California Gov. Jerry Brown said Friday if he were Vice President Joe Biden, he'd give "very serious consideration" to running for president — and suggested a Biden bid could spell trouble for frontrunner Hillary Clinton's White House hopes.
"All I can say is, if I were Hillary, I would say [to Biden], 'Don't jump in.' If I were Joe Biden, I'd probably give it very serious consideration," he said in an interview that aired Sunday on NBC's "Meet the Press."
Brown's comments come as Clinton has seen her lead in polls of the Democratic field shrink by nearly half since June, amid the continuing controversy surrounding her use of a private email account and server while serving as secretary of State.
And as Clinton's fortunes have fallen, Biden's stock, and the chatter surrounding a potential bid by the vice president, has risen — as has his apparent interest in a run. He's reportedly been reaching out to donors to gauge interest in a bid, and huddled with advisers about the possibility during his vacation in South Carolina earlier this month.
Though Clinton still holds a healthy double-digit lead in most national polls, Brown wouldn't rule out the possibility that another candidate could usurp her first-place position and ultimately nab the nomination away from her.
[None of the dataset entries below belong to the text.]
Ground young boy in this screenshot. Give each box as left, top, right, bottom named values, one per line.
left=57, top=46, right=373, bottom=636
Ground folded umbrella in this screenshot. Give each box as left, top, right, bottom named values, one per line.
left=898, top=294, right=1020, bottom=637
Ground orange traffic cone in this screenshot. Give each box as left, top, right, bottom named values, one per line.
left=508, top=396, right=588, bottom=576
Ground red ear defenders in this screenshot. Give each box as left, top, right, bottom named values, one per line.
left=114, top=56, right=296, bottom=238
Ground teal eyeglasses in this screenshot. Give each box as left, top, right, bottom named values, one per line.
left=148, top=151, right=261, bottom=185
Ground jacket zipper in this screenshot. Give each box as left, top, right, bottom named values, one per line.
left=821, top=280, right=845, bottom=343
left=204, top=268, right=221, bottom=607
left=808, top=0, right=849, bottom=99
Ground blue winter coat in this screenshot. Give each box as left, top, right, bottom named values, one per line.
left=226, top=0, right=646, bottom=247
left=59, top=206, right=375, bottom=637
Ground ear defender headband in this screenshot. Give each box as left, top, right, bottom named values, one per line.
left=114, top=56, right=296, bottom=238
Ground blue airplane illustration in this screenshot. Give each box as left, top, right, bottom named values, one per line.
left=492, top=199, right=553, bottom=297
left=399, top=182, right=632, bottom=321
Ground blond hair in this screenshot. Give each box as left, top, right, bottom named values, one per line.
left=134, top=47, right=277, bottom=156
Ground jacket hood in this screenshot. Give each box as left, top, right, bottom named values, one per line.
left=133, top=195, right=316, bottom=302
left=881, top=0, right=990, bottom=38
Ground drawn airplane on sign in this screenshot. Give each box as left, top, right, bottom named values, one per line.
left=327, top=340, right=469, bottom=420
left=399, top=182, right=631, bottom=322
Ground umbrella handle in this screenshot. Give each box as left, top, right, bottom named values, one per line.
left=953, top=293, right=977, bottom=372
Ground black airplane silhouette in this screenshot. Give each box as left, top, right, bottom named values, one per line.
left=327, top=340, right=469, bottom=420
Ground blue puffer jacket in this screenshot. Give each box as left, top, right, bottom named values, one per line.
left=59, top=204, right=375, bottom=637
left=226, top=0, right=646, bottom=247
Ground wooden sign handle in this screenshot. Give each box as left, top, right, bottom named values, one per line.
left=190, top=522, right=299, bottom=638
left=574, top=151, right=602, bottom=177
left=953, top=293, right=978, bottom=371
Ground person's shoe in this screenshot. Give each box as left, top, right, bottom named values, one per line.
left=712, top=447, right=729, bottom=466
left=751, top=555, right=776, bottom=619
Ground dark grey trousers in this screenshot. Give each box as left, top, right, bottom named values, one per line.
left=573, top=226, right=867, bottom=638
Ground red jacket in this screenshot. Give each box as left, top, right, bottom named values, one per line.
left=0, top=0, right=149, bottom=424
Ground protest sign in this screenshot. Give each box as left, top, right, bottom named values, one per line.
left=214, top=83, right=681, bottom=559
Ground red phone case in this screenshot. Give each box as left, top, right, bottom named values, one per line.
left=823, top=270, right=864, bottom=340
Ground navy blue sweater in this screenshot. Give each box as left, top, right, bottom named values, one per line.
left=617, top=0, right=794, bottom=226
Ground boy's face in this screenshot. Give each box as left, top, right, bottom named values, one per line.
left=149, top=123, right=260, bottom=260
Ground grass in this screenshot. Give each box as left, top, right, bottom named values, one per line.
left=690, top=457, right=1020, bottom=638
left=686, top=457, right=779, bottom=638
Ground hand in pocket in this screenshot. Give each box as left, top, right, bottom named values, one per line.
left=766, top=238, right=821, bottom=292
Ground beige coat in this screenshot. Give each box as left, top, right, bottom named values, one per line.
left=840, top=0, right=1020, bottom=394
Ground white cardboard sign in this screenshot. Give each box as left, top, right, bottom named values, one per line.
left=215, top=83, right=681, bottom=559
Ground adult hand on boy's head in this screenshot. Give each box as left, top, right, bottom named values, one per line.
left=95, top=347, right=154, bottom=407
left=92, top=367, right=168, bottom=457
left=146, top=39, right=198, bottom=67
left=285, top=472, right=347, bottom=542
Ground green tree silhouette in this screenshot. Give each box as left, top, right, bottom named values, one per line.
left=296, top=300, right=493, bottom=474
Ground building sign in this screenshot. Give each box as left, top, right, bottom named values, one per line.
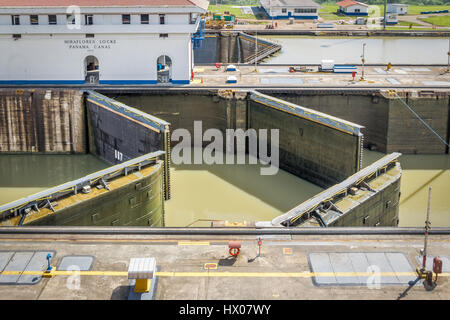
left=64, top=39, right=117, bottom=50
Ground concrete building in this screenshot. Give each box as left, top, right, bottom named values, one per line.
left=385, top=13, right=399, bottom=25
left=387, top=3, right=408, bottom=15
left=336, top=0, right=369, bottom=16
left=260, top=0, right=320, bottom=20
left=0, top=0, right=209, bottom=85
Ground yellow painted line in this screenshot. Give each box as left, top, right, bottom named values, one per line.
left=2, top=270, right=450, bottom=278
left=178, top=241, right=210, bottom=246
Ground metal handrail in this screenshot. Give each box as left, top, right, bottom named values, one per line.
left=0, top=151, right=165, bottom=219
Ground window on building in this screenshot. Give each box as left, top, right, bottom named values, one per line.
left=355, top=9, right=361, bottom=13
left=122, top=14, right=131, bottom=24
left=189, top=13, right=196, bottom=24
left=48, top=15, right=57, bottom=25
left=141, top=14, right=149, bottom=24
left=159, top=33, right=168, bottom=38
left=12, top=34, right=21, bottom=40
left=11, top=15, right=20, bottom=25
left=159, top=14, right=165, bottom=25
left=67, top=14, right=76, bottom=25
left=30, top=15, right=39, bottom=25
left=86, top=34, right=95, bottom=38
left=85, top=15, right=94, bottom=25
left=281, top=8, right=287, bottom=13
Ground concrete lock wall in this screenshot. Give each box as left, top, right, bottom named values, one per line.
left=0, top=89, right=86, bottom=153
left=26, top=161, right=165, bottom=227
left=86, top=92, right=167, bottom=164
left=107, top=91, right=362, bottom=188
left=385, top=93, right=449, bottom=154
left=249, top=92, right=363, bottom=188
left=194, top=32, right=280, bottom=64
left=194, top=32, right=238, bottom=64
left=85, top=91, right=171, bottom=200
left=194, top=34, right=220, bottom=64
left=0, top=89, right=169, bottom=227
left=330, top=169, right=401, bottom=227
left=268, top=91, right=450, bottom=154
left=103, top=91, right=248, bottom=146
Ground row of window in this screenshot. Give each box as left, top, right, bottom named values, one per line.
left=9, top=14, right=196, bottom=26
left=281, top=8, right=317, bottom=14
left=12, top=33, right=169, bottom=39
"I don't make these expectations. I've been around politics long enough to know that, you know, that things are uncertain. I don't know," he said, when asked whether he expects Clinton will win his party's nod for president.
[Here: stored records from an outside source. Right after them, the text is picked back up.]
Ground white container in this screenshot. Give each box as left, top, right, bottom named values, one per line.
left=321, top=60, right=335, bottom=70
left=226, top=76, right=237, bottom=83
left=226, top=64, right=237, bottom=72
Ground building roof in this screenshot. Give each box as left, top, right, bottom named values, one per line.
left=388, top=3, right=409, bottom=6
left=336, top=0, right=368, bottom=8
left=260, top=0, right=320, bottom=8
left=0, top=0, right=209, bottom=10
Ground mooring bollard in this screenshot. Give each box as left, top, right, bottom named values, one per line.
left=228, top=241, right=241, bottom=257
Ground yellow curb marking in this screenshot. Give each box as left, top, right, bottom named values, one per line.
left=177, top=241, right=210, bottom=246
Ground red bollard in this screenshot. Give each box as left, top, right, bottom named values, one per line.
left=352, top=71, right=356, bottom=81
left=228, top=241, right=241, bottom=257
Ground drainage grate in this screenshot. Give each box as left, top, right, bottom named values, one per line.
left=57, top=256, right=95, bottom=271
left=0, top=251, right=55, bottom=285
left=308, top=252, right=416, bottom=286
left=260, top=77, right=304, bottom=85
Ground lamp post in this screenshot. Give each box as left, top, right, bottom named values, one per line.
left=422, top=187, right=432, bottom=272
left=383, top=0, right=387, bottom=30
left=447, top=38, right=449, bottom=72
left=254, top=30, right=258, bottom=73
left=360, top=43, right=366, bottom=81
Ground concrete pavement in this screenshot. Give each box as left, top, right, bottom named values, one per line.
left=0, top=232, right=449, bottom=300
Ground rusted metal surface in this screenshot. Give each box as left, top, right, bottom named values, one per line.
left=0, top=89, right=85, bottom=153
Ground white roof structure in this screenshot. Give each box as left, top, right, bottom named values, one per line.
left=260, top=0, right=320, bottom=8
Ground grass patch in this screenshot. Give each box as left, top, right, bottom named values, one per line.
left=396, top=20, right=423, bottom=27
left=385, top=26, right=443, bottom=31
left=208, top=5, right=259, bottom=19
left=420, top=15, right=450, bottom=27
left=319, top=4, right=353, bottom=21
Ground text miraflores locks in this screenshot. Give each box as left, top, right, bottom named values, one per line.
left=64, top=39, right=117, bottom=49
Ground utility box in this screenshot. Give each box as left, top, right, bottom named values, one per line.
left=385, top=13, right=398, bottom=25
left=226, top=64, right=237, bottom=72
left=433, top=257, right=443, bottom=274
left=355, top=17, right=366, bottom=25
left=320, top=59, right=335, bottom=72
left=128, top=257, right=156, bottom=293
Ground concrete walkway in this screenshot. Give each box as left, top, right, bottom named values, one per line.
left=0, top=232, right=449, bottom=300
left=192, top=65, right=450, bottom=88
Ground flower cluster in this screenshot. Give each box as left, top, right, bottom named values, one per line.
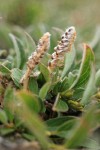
left=20, top=27, right=76, bottom=87
left=48, top=26, right=76, bottom=72
left=20, top=32, right=50, bottom=84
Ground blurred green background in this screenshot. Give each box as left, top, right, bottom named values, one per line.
left=0, top=0, right=100, bottom=28
left=0, top=0, right=100, bottom=67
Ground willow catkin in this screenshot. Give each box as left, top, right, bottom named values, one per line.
left=20, top=32, right=51, bottom=84
left=48, top=26, right=76, bottom=72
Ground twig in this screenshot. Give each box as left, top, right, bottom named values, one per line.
left=52, top=93, right=60, bottom=111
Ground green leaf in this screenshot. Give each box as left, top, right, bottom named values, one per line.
left=70, top=44, right=95, bottom=89
left=1, top=60, right=12, bottom=70
left=46, top=116, right=76, bottom=131
left=15, top=92, right=50, bottom=149
left=57, top=119, right=76, bottom=132
left=9, top=34, right=21, bottom=68
left=39, top=63, right=50, bottom=82
left=61, top=46, right=76, bottom=78
left=60, top=77, right=69, bottom=92
left=24, top=31, right=36, bottom=53
left=0, top=109, right=8, bottom=124
left=15, top=37, right=26, bottom=69
left=17, top=90, right=41, bottom=113
left=0, top=64, right=11, bottom=75
left=56, top=119, right=77, bottom=138
left=95, top=69, right=100, bottom=87
left=4, top=86, right=15, bottom=122
left=81, top=64, right=95, bottom=105
left=65, top=104, right=96, bottom=149
left=72, top=88, right=84, bottom=99
left=53, top=99, right=68, bottom=112
left=0, top=128, right=15, bottom=136
left=41, top=53, right=51, bottom=66
left=11, top=68, right=23, bottom=87
left=28, top=77, right=39, bottom=94
left=94, top=110, right=100, bottom=127
left=22, top=133, right=35, bottom=141
left=39, top=82, right=51, bottom=101
left=68, top=72, right=77, bottom=87
left=51, top=68, right=59, bottom=84
left=53, top=78, right=69, bottom=94
left=83, top=138, right=100, bottom=149
left=14, top=117, right=23, bottom=128
left=53, top=81, right=61, bottom=94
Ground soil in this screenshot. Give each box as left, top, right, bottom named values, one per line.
left=0, top=136, right=40, bottom=150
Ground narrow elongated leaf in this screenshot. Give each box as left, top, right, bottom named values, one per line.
left=28, top=77, right=39, bottom=94
left=46, top=116, right=76, bottom=131
left=60, top=77, right=69, bottom=92
left=65, top=105, right=96, bottom=149
left=95, top=69, right=100, bottom=87
left=11, top=68, right=23, bottom=87
left=15, top=92, right=50, bottom=149
left=70, top=44, right=95, bottom=89
left=53, top=81, right=61, bottom=94
left=61, top=46, right=76, bottom=78
left=81, top=64, right=95, bottom=105
left=4, top=86, right=15, bottom=122
left=24, top=31, right=36, bottom=53
left=68, top=72, right=77, bottom=87
left=57, top=119, right=76, bottom=132
left=22, top=133, right=35, bottom=141
left=39, top=82, right=51, bottom=101
left=41, top=53, right=51, bottom=66
left=0, top=109, right=8, bottom=124
left=0, top=128, right=15, bottom=136
left=53, top=78, right=69, bottom=94
left=15, top=37, right=26, bottom=69
left=72, top=88, right=84, bottom=99
left=53, top=99, right=68, bottom=112
left=39, top=63, right=50, bottom=81
left=1, top=60, right=12, bottom=70
left=0, top=64, right=11, bottom=74
left=17, top=90, right=41, bottom=113
left=9, top=34, right=21, bottom=68
left=56, top=119, right=77, bottom=138
left=83, top=138, right=100, bottom=149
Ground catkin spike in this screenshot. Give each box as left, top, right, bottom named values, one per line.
left=20, top=32, right=51, bottom=85
left=48, top=26, right=76, bottom=72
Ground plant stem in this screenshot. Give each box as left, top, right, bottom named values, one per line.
left=52, top=93, right=60, bottom=111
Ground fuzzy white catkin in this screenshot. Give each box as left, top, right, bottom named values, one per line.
left=20, top=32, right=51, bottom=84
left=48, top=26, right=76, bottom=71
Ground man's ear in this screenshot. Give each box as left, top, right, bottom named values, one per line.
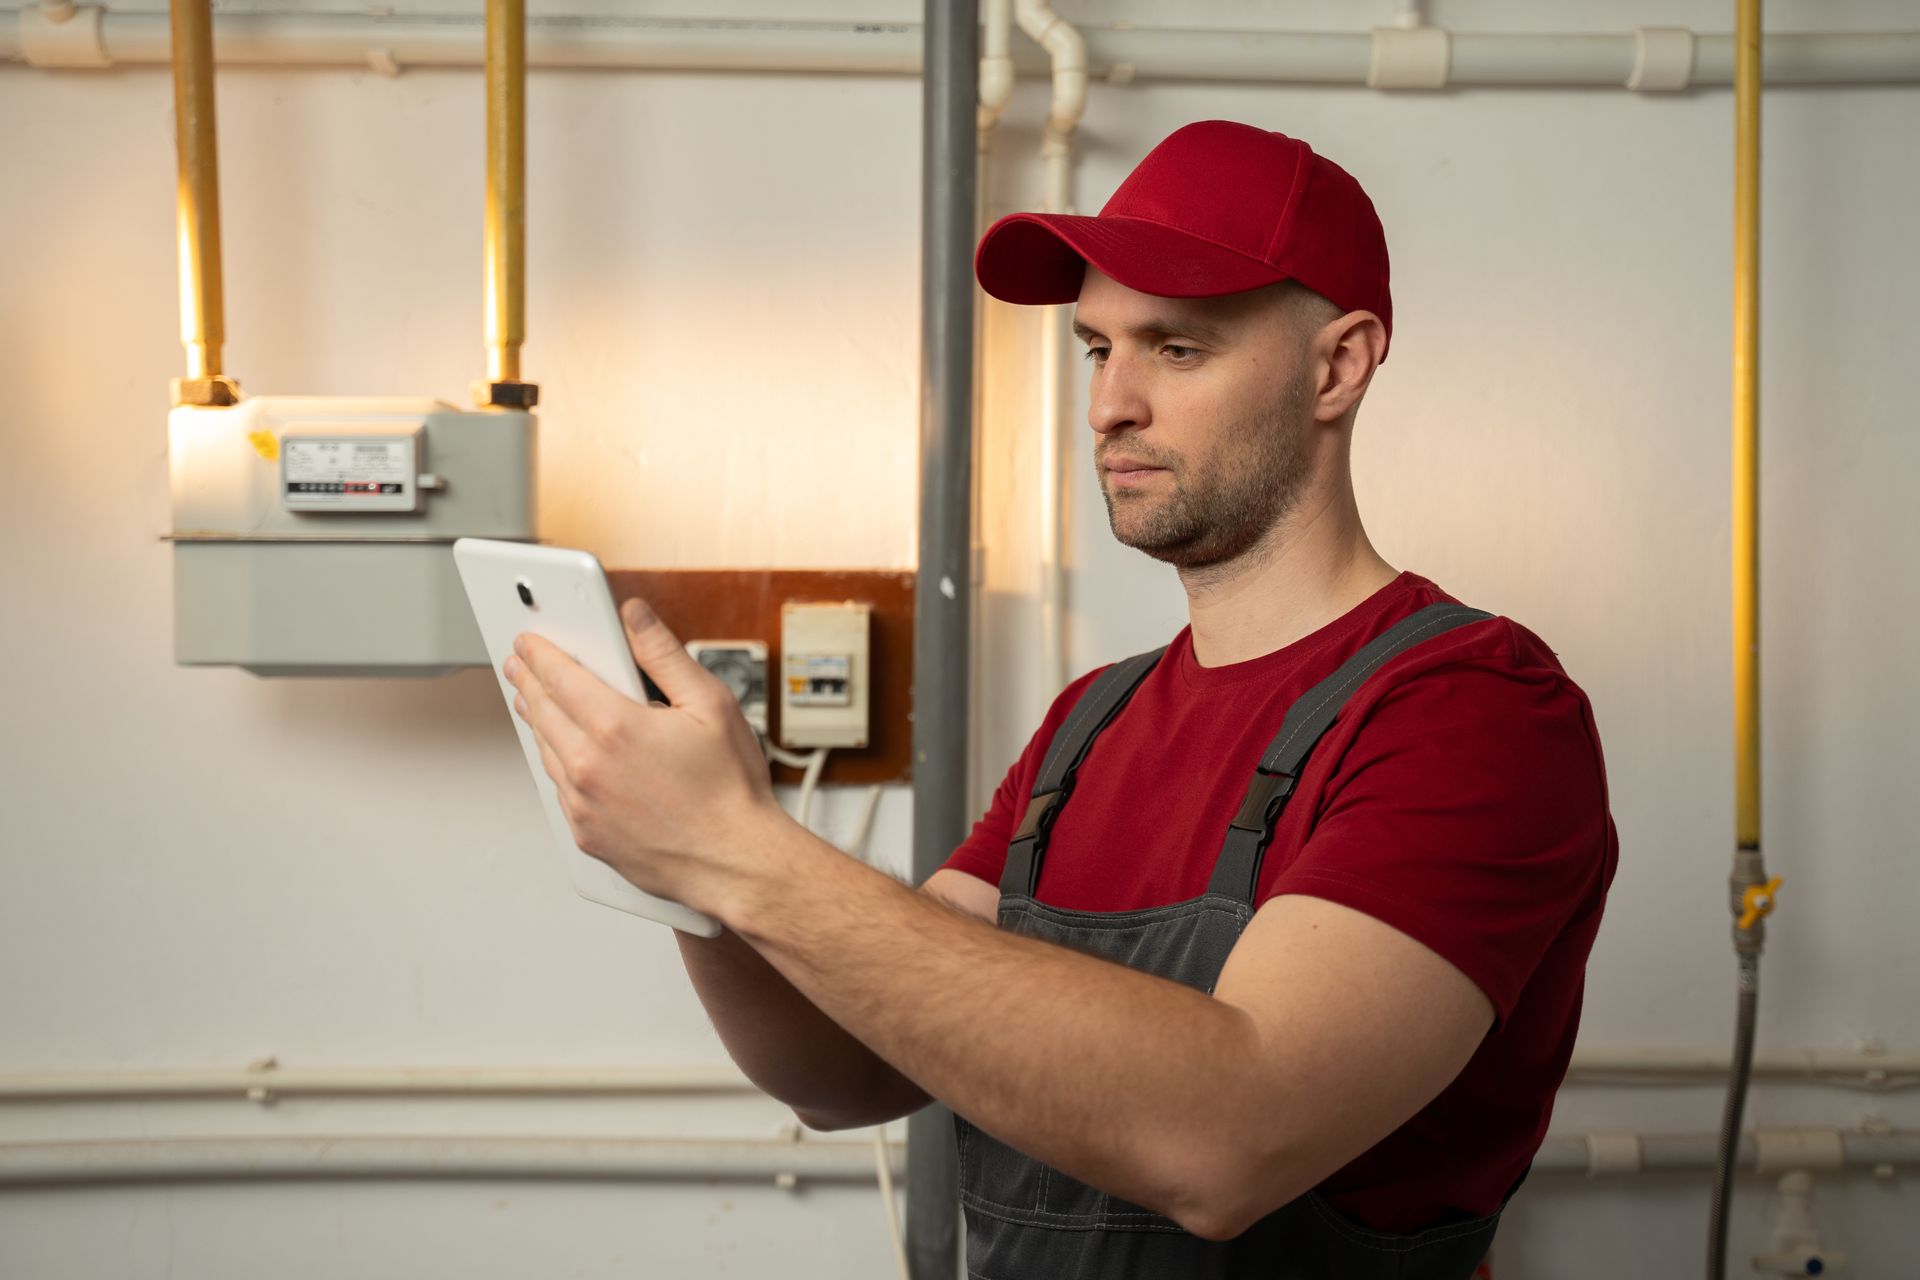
left=1313, top=311, right=1387, bottom=423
The California Democrat said the controversy surrounding her email use is indeed a significant problem for her.
"The email thing, it has kind of a mystique to it," he said. "You know, an email is just an utterance in digital form. But it has some kind of dark energy that gets everybody excited […] it's almost like a vampire."
Brown added: "She's going to have to find a stake and put it right through the heart of these emails in some way."
Clinton and her staff have spent the last week scrambling to do just that, in the wake the news that the FBI is investigating the security of her email account — with little success. The candidate cut off a testy press conference during a campaign stop in Nevada earlier this week after reporters drilled into her with questions on the server, and campaign advisers have held multiple media briefing calls to try to turn the narrative around.
The California Democrat said the email issue "has a certain buzz that keeps buzzing," and admitted "it is" a "big deal," though he said he has trouble understanding why.
"She'll have to use her best imagination and adroitness to deal with it," he said of Clinton.
Brown also took a few jabs at the Republican presidential contenders, calling former HP CEO Carly Fiorina's assertion that environmentalists had blocked the building of dams in California and contributed to the drought "utter ignorance."
He also offered his own evaluation of the psychology fueling GOP presidential frontrunner Donald Trump's political strategy. He recounted riding along with Trump in his private plane and unexpectedly admiring a Renoir hanging on the wall.
"If I had $10 billion, I'd probably be a lot more confident of myself than I am," Brown said. "Maybe his money breeds a certain amount of confidence that bleeds over into disdain and the kind of performance that he's rendering."